Deuteronomium 19: 16-19 16 Als iemand een vals getuigenis aflegt en zegt dat hij iemand anders iets strafbaars zag doen terwijl dat niet waar is, 17 moeten beide mannen voor de priesters en rechters worden gebracht die op dat moment dienst doen voor de Here. Zij moeten zorgvuldig worden ondervraagd en als blijkt dat de getuige liegt, 19 zal zijn straf dezelfde zijn als die hij de andere man toewenste.
Best een heftige regel. Leugens worden hier zwaar bestraft. Een vals getuigenis afleggen was natuurlijk ook iets heel kwalijks. Grote kans dat voor de beschuldigde de doodstraf boven het hoofd hing, en zo’n straf wil je natuurlijk niet onterecht toekennen.

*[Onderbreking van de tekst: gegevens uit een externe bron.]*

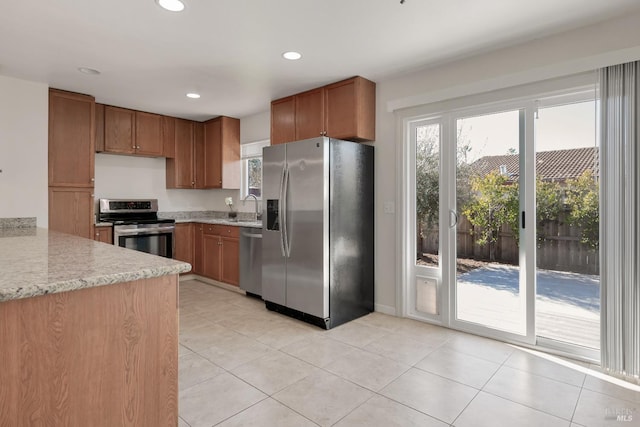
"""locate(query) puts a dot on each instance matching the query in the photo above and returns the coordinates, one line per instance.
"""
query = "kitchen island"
(88, 332)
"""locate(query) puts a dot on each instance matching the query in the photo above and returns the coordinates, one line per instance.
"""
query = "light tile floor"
(242, 365)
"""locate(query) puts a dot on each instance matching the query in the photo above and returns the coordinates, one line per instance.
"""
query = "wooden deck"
(567, 305)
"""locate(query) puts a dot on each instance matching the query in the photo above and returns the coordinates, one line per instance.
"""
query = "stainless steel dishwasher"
(251, 260)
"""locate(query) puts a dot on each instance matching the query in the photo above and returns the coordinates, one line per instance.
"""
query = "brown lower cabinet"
(216, 252)
(103, 233)
(184, 246)
(71, 211)
(102, 356)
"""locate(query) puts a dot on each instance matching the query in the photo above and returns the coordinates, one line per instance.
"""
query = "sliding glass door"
(567, 232)
(504, 221)
(490, 290)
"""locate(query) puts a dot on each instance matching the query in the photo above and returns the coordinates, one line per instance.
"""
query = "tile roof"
(557, 165)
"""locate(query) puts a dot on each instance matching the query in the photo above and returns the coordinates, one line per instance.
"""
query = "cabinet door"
(180, 168)
(198, 230)
(198, 153)
(71, 139)
(184, 243)
(230, 260)
(119, 130)
(169, 136)
(350, 109)
(211, 253)
(148, 139)
(283, 120)
(230, 153)
(99, 135)
(310, 114)
(71, 211)
(213, 154)
(103, 234)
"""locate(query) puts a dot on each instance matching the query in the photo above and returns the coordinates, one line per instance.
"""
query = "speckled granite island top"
(38, 262)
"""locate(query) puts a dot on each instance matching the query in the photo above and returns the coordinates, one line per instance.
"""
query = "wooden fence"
(559, 247)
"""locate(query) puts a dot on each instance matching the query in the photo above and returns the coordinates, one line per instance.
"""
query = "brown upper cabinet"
(343, 110)
(130, 132)
(181, 168)
(71, 139)
(206, 155)
(222, 153)
(283, 120)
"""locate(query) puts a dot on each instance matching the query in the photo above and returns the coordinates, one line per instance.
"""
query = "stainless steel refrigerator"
(318, 230)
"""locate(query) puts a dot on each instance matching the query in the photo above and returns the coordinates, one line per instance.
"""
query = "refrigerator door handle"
(285, 227)
(281, 212)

In de bijbel zien we op meerdere plekken terugkomen dat er grote waarde wordt gehecht aan het zijn van een man van je woord. Zo zegt Jezus, in Mattheüs 5:37 ‘Houd u aan uw woord. Ja is ja en nee is nee.’

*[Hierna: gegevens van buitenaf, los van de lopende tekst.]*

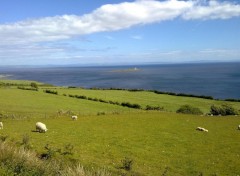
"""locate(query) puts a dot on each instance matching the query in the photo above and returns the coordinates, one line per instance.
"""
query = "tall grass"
(19, 161)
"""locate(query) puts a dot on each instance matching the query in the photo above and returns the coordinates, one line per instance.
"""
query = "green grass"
(38, 103)
(144, 98)
(156, 142)
(159, 143)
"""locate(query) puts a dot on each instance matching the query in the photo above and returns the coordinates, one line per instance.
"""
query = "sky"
(113, 32)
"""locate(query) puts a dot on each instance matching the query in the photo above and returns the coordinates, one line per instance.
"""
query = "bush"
(51, 92)
(187, 109)
(127, 164)
(224, 110)
(127, 104)
(156, 108)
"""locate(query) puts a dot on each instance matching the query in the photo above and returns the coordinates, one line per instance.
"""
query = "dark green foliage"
(68, 150)
(232, 100)
(50, 152)
(188, 109)
(26, 141)
(126, 164)
(3, 138)
(127, 104)
(223, 110)
(156, 108)
(51, 92)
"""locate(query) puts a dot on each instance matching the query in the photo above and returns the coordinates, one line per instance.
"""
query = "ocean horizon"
(219, 80)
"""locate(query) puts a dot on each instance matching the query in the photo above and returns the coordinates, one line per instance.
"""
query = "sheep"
(41, 127)
(74, 117)
(201, 129)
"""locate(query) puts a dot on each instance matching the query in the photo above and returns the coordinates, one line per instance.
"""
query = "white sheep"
(74, 117)
(201, 129)
(41, 127)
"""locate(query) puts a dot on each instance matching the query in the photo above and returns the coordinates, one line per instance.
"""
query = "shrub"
(156, 108)
(127, 104)
(187, 109)
(51, 91)
(224, 110)
(126, 164)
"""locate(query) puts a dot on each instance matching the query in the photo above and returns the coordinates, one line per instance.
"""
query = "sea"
(219, 80)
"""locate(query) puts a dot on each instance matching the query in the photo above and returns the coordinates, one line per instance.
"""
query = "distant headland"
(127, 70)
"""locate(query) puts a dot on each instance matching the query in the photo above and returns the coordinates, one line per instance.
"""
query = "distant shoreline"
(135, 69)
(3, 76)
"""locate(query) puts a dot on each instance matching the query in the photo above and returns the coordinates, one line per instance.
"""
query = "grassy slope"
(170, 103)
(38, 103)
(157, 142)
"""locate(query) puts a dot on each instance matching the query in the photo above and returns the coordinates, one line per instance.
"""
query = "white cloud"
(29, 38)
(212, 10)
(112, 17)
(108, 17)
(137, 37)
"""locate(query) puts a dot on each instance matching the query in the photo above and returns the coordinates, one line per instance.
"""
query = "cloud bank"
(112, 17)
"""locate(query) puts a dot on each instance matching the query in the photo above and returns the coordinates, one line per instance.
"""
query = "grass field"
(144, 98)
(158, 143)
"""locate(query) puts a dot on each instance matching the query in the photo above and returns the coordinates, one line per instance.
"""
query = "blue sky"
(118, 32)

Ik heb altijd hard geprobeerd om ver te blijven van het vertellen van een leugen. Zo heb ik mezelf op de middelbare school een keer stiekem achter mijn rug in mijn arm geknepen terwijl ik me ziek meldde. Ik was niet ziek maar kon wel eerlijk zeggen dat ik me niet goed voelde. Was dit een mooi gevonden maas in de wet of toch wel echt een leugen?
Want, wat verstaan we eigenlijk onder een leugen? Is elke onwaarheid verkeerd of is hier nuance in te vinden? Hoe zit het met een halve waarheid, een ongemeend compliment, een leugentje om iemands gevoel te sparen?
Volgens mij is het niet de bedoeling dat we handig worden in het zoeken van de mazen in de wet, maar om juist te letten op de geest van de wet. Dus misschien is de vraag die we onszelf beter kunnen stellen: Waarom wil God dat we de waarheid spreken?